Dans le noir, son regard continuait de fixer le plafond sur lequel de longues lignes colorés se formaient, et qu'il suivait méthodiquement de droite à gauche.

Le tintement continuait...

Depuis quand n'avait-il pas dormi ? Une seconde ? Deux minutes ? Trois heures ? Quatre jours ? La fatigue était présente, et bien qu'il voulait fermer ses paupières, ses pupilles refusaient de se détacher de ces formes dansantes.

Le tintement résonnait de plus en plus...

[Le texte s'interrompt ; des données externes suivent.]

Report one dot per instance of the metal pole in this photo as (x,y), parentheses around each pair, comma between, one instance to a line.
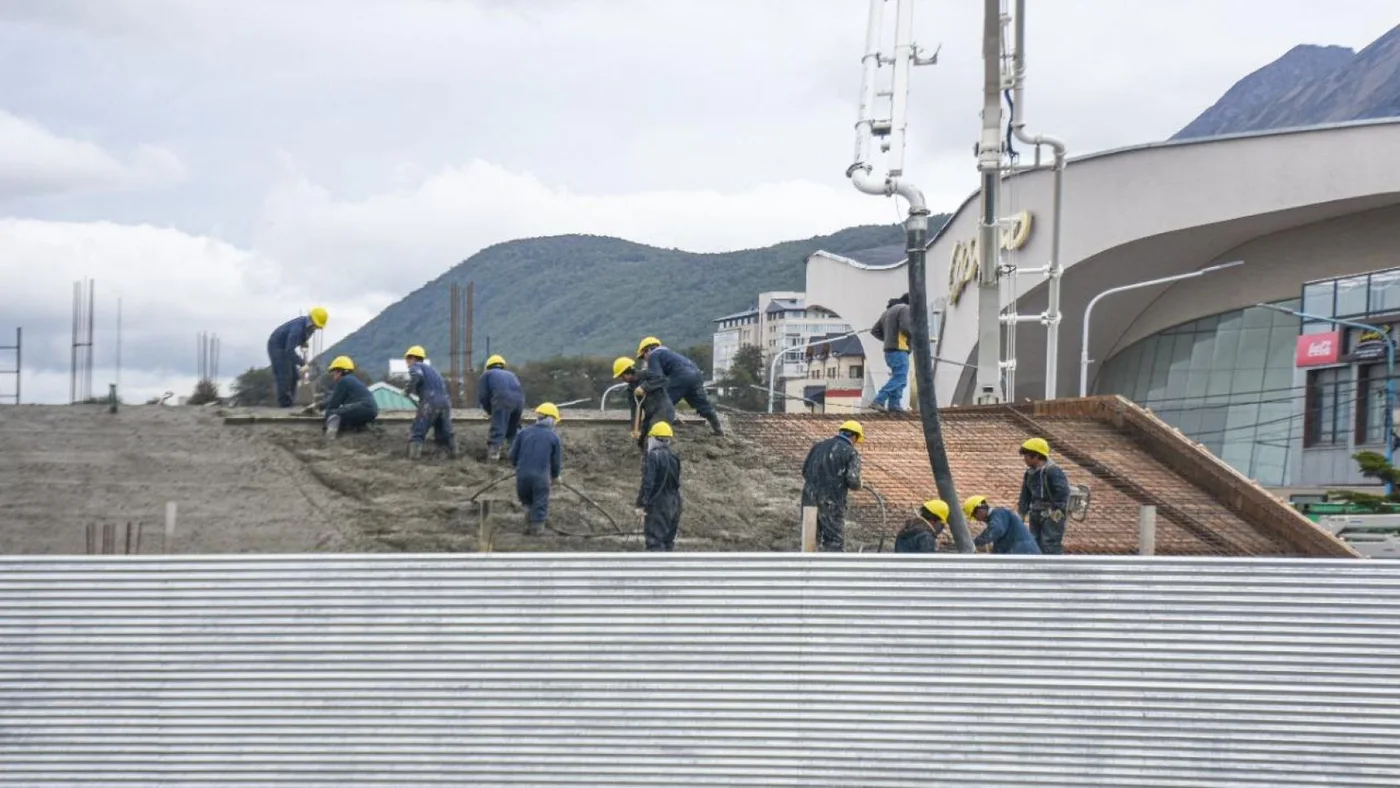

Las, il finit par passer la main le long du rebord du chevet, ses doigts cherchant doucement la surface rugueuse de l'appareil mélodieux. Son esprit essayait en même temps de se remémorer l'intégralité de sa journée, se questionnant en l'espace de quelques millièmes de seconde sur ce qu'il aurait pu faire différement. Il y a vingt-quatres heures exactement, à six heures précise, il s'était levé de son lit, las et fatigué, après avoir éteint son réveil, traînant lamentablement son boulet jusqu'à la cuisine. Il avait entrepris d'effectuer sa préparation quotidienne à base de lait et de café, qu'il avait ensuite déposé machinalement dans le four à micro-ondes. Ah... Le four à micro-ondes. Quelle fabuleuse invention, d'une précision et d'une minutie à toute épreuve, capable à la fois de réchauffer en toute simplicité n'importe quel plat, mais aussi de capter les communications de ses voisins, brouiller les ondes wifi, et même téléphoner aux extra-terrestres. Un appareil d'une douceur qui frémit à la moindre caresse... Son son mélodieux vous envoûte tandis que la plaque tournante derrière cette paroi transparente vous rappelle ces moments dans l'utérus de votre mère. Puis, une fois l'appareil lancé, il s'était dirigé vers la salle de bain pour y répéter les mêmes gestes que chaque jour: déposer le dentifrice sur la brosse à dent, se frotter les dents, prendre une gorgée d'eau, se rincer la bouche, puis le visage, laisser tomber au sol ses vêtements, entrer dans la cabine de douche...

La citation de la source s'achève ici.